您可以尝试使用循环模型来识别零件,以便它“逐字母”读取字符串。我会提取电路编号并手动解析,然后将文本部分输入网络。在 TensorFlow 中,一个基本示例可能如下所示:
import tensorflow as tf
# Words used by people
TAGS = [
'BT',
'SW',
'LBLB-F',
'LBLB',
# ...
]
# "Component id"
LABELS = [
0, # 0 => Battery
1, # 1 => Circuit switch
2, # 2 => Fluroescent light bulb
3, # 3 => Light bulb
# ...
]
# Number of different components
NUM_CLASSES = 4
NUM_LAYERS = 1
LAYER_SIZE = 64
BATCH_SIZE = 100
NUM_EPOCHS = 100
# Inputs must be strings of the same size padded with '\0'
input_tags = tf.placeholder(tf.string, [None], name='Input')
# Convert to ascii values
tag_ascii = tf.decode_raw(input_tags, tf.uint8)
# Get actual lengths
mask = ~tf.equal(tag_ascii, 0)
tag_length = tf.reduce_sum(tf.cast(mask, tf.int32), axis=1)
# Convert to one-hot encoding
tag_1h = tf.one_hot(tag_ascii, 256, dtype=tf.float32)
# RNN
cells = [tf.nn.rnn_cell.BasicLSTMCell(LAYER_SIZE) for _ in range(NUM_LAYERS)]
rnn = tf.nn.rnn_cell.MultiRNNCell(cells)
rnn_output, _ = tf.nn.dynamic_rnn(rnn, tag_1h, sequence_length=tag_length, dtype=tf.float32)
# Get last RNN output
last_rnn_indices = tf.stack([tf.range(tf.shape(rnn_output)[0]), tag_length - 1], axis=-1)
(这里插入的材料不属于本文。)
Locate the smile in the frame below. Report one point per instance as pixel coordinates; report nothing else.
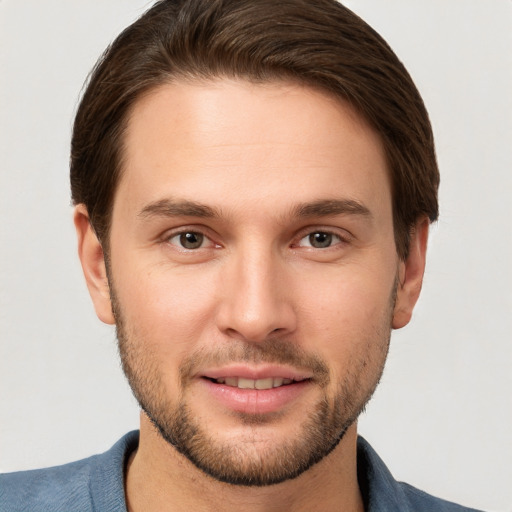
(245, 383)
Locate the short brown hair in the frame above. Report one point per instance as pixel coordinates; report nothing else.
(316, 42)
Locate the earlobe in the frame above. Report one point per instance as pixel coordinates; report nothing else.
(92, 259)
(410, 275)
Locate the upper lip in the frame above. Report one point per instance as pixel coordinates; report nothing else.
(257, 372)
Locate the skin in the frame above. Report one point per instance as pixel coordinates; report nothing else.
(262, 158)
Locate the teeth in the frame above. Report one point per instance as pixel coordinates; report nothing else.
(242, 383)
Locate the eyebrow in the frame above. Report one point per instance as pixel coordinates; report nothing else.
(171, 208)
(331, 207)
(320, 208)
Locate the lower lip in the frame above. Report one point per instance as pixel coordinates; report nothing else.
(256, 401)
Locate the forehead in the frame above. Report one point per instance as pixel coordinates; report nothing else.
(236, 143)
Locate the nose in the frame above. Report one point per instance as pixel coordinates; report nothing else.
(257, 301)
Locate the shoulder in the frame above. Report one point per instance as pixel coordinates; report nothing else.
(95, 483)
(58, 488)
(382, 493)
(420, 501)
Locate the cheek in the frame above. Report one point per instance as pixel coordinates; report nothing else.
(346, 309)
(164, 309)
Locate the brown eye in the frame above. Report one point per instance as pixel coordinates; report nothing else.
(320, 240)
(188, 240)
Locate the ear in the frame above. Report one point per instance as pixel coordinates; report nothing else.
(410, 275)
(93, 265)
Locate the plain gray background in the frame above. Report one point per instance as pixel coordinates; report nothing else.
(442, 417)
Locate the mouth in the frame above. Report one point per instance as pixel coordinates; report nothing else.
(260, 384)
(255, 390)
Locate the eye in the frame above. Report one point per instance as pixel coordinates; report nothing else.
(320, 240)
(189, 240)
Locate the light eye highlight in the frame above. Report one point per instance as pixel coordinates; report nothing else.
(320, 240)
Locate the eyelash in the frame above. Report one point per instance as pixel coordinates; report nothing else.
(341, 239)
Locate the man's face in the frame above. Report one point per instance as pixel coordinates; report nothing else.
(253, 272)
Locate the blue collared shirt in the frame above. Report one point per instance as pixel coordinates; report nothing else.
(97, 484)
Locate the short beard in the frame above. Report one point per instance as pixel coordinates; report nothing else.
(248, 463)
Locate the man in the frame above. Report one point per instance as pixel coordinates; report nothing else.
(254, 184)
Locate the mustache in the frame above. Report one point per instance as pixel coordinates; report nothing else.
(270, 351)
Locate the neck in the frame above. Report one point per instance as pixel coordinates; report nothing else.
(160, 478)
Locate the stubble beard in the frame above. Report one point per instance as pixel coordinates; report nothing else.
(246, 463)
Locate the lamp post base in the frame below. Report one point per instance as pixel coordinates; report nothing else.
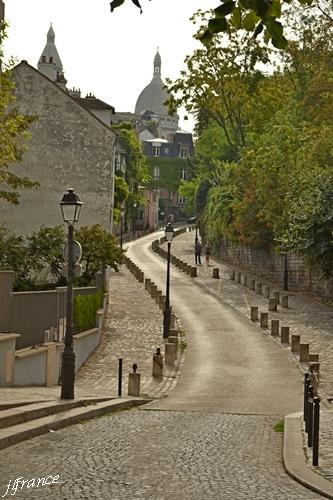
(67, 375)
(166, 323)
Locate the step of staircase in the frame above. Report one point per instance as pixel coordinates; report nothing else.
(72, 413)
(26, 412)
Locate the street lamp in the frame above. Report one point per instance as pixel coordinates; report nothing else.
(70, 207)
(122, 226)
(285, 271)
(167, 311)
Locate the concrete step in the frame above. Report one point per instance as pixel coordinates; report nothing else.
(26, 412)
(22, 431)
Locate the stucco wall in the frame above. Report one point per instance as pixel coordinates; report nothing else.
(70, 148)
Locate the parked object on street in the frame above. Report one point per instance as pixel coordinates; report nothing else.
(197, 252)
(207, 253)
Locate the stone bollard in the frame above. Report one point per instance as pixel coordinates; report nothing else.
(272, 305)
(315, 368)
(170, 353)
(157, 296)
(134, 382)
(304, 353)
(254, 313)
(161, 302)
(264, 320)
(275, 325)
(284, 301)
(284, 334)
(173, 340)
(295, 342)
(158, 364)
(216, 273)
(174, 332)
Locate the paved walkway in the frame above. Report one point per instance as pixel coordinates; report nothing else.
(306, 317)
(132, 331)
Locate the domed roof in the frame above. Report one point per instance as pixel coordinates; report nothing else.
(154, 95)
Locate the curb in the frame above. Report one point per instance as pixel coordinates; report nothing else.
(294, 458)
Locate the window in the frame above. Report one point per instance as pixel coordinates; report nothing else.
(156, 174)
(156, 150)
(184, 152)
(183, 174)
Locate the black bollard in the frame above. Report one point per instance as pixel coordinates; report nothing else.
(120, 376)
(315, 438)
(310, 415)
(306, 385)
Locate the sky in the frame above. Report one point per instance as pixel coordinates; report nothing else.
(109, 55)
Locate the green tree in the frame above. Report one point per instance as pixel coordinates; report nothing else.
(99, 248)
(46, 247)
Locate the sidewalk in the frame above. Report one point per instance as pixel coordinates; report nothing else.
(132, 331)
(306, 317)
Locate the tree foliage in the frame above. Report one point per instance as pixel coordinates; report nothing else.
(258, 17)
(265, 140)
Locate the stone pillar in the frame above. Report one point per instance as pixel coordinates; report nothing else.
(193, 272)
(264, 320)
(134, 382)
(304, 353)
(272, 305)
(158, 364)
(170, 353)
(153, 291)
(284, 301)
(285, 334)
(275, 326)
(174, 340)
(216, 273)
(254, 313)
(6, 300)
(295, 342)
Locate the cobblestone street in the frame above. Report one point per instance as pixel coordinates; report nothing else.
(156, 455)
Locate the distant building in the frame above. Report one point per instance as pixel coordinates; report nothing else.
(70, 148)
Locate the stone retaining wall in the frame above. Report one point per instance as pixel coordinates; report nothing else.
(301, 278)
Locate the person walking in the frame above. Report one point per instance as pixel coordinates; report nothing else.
(207, 252)
(197, 252)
rnn_last_output = tf.gather_nd(rnn_output, last_rnn_indices)
# Output layer
output_weights = tf.get_variable('OutputWeights', (LAYER_SIZE, NUM_CLASSES))
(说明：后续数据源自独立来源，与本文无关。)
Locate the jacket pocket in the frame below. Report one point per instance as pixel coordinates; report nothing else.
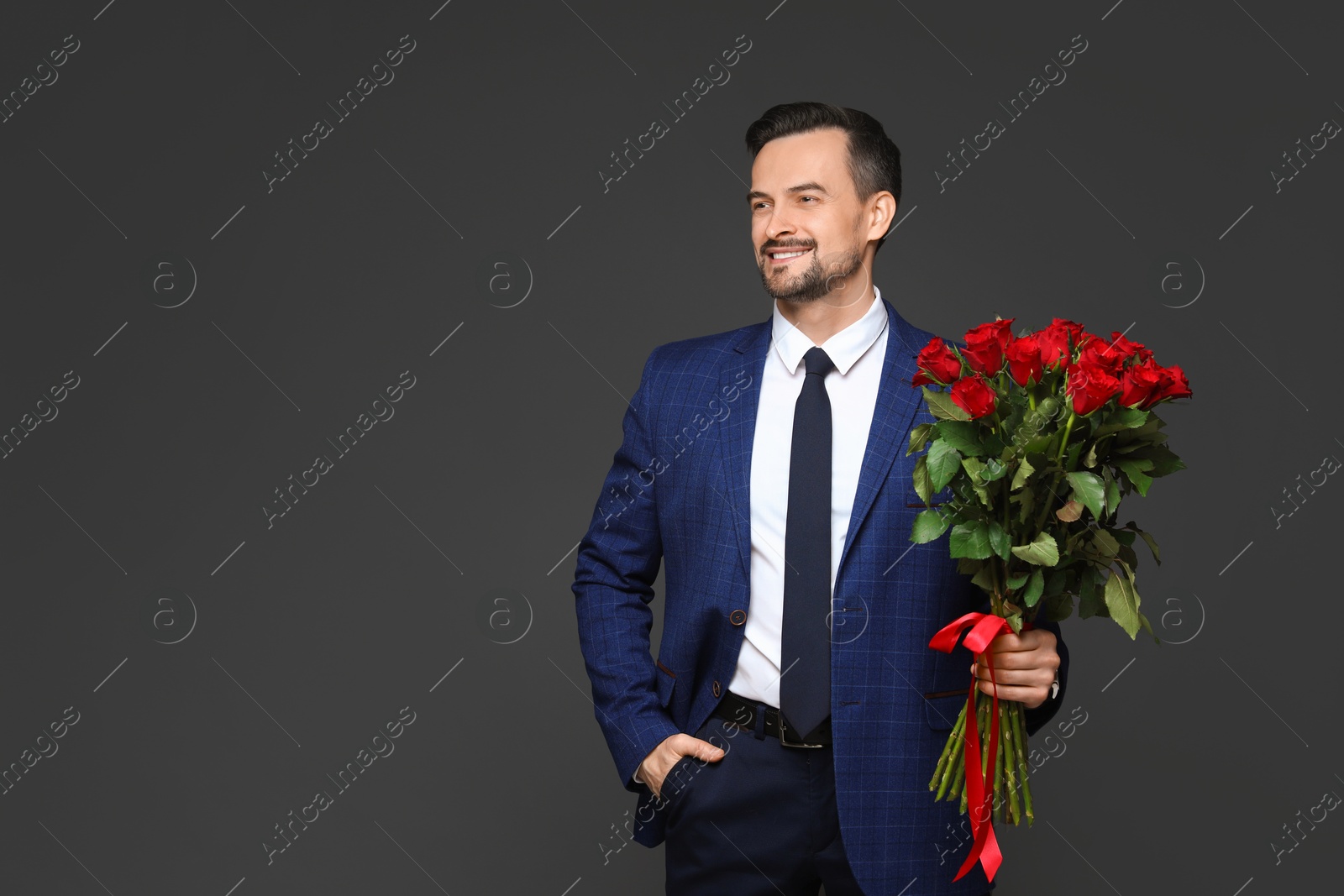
(942, 707)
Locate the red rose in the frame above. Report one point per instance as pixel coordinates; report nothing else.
(1099, 352)
(1171, 385)
(937, 364)
(1139, 382)
(1090, 385)
(985, 345)
(974, 396)
(1058, 342)
(1025, 359)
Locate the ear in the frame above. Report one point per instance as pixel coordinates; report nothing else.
(879, 212)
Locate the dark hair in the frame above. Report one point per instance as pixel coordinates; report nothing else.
(874, 159)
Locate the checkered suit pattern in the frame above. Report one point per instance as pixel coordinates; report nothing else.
(679, 493)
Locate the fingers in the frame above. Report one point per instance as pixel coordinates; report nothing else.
(1027, 696)
(672, 750)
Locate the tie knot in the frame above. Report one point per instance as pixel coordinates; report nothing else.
(817, 360)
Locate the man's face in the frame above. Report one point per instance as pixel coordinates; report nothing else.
(803, 199)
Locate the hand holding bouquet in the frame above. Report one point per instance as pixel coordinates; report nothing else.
(1037, 438)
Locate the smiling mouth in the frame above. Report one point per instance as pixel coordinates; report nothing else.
(785, 255)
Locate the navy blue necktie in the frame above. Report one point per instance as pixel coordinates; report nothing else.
(806, 687)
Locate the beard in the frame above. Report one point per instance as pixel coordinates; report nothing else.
(812, 282)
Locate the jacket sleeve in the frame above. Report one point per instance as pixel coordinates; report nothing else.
(618, 560)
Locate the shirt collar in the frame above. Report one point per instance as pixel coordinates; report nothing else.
(844, 348)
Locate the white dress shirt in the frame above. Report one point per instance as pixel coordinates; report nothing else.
(858, 352)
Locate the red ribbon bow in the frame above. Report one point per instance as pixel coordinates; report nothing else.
(984, 627)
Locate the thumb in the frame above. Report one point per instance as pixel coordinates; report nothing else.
(707, 752)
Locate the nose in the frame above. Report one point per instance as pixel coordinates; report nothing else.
(777, 226)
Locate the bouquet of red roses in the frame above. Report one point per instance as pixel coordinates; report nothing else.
(1038, 438)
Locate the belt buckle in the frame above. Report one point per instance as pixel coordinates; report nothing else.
(792, 743)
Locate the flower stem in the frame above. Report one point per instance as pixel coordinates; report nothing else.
(1063, 443)
(942, 774)
(1019, 725)
(1010, 757)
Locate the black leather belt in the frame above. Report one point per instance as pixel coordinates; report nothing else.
(743, 714)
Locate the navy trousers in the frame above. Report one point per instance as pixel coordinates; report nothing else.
(759, 821)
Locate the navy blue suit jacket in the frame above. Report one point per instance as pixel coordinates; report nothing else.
(678, 493)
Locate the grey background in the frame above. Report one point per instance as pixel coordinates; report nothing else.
(380, 589)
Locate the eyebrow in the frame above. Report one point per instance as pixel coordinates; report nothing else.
(808, 187)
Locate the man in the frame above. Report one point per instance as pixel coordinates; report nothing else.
(788, 730)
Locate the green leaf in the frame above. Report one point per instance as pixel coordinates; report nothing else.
(1035, 584)
(1021, 476)
(971, 540)
(1089, 490)
(1072, 512)
(924, 485)
(995, 469)
(918, 438)
(1135, 470)
(944, 464)
(941, 406)
(1164, 459)
(974, 469)
(1122, 602)
(963, 436)
(1105, 544)
(1124, 418)
(1090, 600)
(984, 578)
(1148, 626)
(1000, 542)
(929, 526)
(1042, 551)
output_logit = rnn_last_output @ output_weights
# Final output as distribution and highest-scoring class
output_dist = tf.nn.softmax(output_logit)
output_class = tf.argmax(output_logit, axis=-1)
# Loss and training
input_labels = tf.placeholder(tf.int32, [None], name='Class')
loss = tf.losses.sparse_softmax_cross_entropy(labels=input_labels, logits=output_logit)
# Choose optimizer and hyperparameters
train_op = tf.train.AdamOptimizer().minimize(loss)
# Variable initialization
init_op = tf.global_variables_initializer()
# Preprocess words so all have the same size
max_tag_len = max(len(tag) for tag in TAGS)
tags_padded = [tag + '\0' * (max_tag_len - len(tag)) for tag in TAGS]
num_examples = len(tags_padded)
with tf.Session() as session:
session.run(init_op)
# Train
for i_epoch in range(NUM_EPOCHS):
for idx_batch in range(0, num_examples, BATCH_SIZE):
tags_batch = tags_padded[idx_batch:idx_batch + BATCH_SIZE]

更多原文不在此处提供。